Women And Intuition

I read a friend of mine's update on Facebook today talking about her issue with an abusive man. It brought my attention to the fact that so many women go back to the men that abuse them. It's so easy too--right? You love the man and in your heart you have a vision of the man that you wished he was. You think: "He will change because my love can save him." or "He is just having a hard time with life right now and he will come out of this soon." Sadly, this is not reality. Women try to convince themselves that there is hope. The reality is that if this man hurt you THEN, then he is not going to stop. Oh! He will postpone the abuse until a later time but he will never stop until he has a break where he realizes that he needs help and loves you enough to get it. If you are on a split from an abusive man that wants you back and you still love him but something is screaming at you inside saying "No, don't it!" Then by all means listen to that inner voice. That is your intuition guiding your foresight and it knows more than you do. The reason being is that you think before you see. The experiences you have already had are stored in your brain.
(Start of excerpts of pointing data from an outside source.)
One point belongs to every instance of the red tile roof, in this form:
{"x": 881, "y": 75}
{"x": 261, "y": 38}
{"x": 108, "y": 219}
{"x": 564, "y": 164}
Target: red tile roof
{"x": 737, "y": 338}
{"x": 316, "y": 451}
When you see something new your brain processes all the data before your eyes even give you a clear picture on what's in front of you. Your intuition is instinct and it knows more than you do at any given moment. If this man has hurt you before than that's all you need to know. GET OUT--LEAVE--If you can, because he's lying in wait for an opportunity to dominate you again whether it's for his own control purposes or bragging rights to his friends. All I am saying is that if you question a future attack then right there tells you what you need to know. "There will be a future attack ahead!" You already know--you have already experienced it. Please don't turn a bind eye and hope that there isn't an attack coming because you already know that there is going to be one unless the man in question seeks professional help. I have read many case studies and books over the subject and I know enough to know that it always escalates. In your mind and heart you already know what's going to happen. Listen to that inner voice because it can save your life. If your not concerned for yourself then be concerned for your children or friends and family who need you. You attacker is not caring about all of that. You need too!
Neutrino38 Neutrino38
36-40, F
2 Responses Aug 6, 2010

Try using paragraph breaks.

Thanks for sharing this story. I grew up with one of these. My mom's beau was an alcoholic and drug addict, a good provider I suppose, but a real pain in the neck to live with. I mean, we learned to walk on egg-shells around him all the time. Well, mom and him decided to marry after all this crap. And we all believed it would make a difference. About one-and-a-half years after getting married they finally broke up for good. Amen. We do delude ourselves into thinking things will change, but it just ain't so. It's best to get out while you can.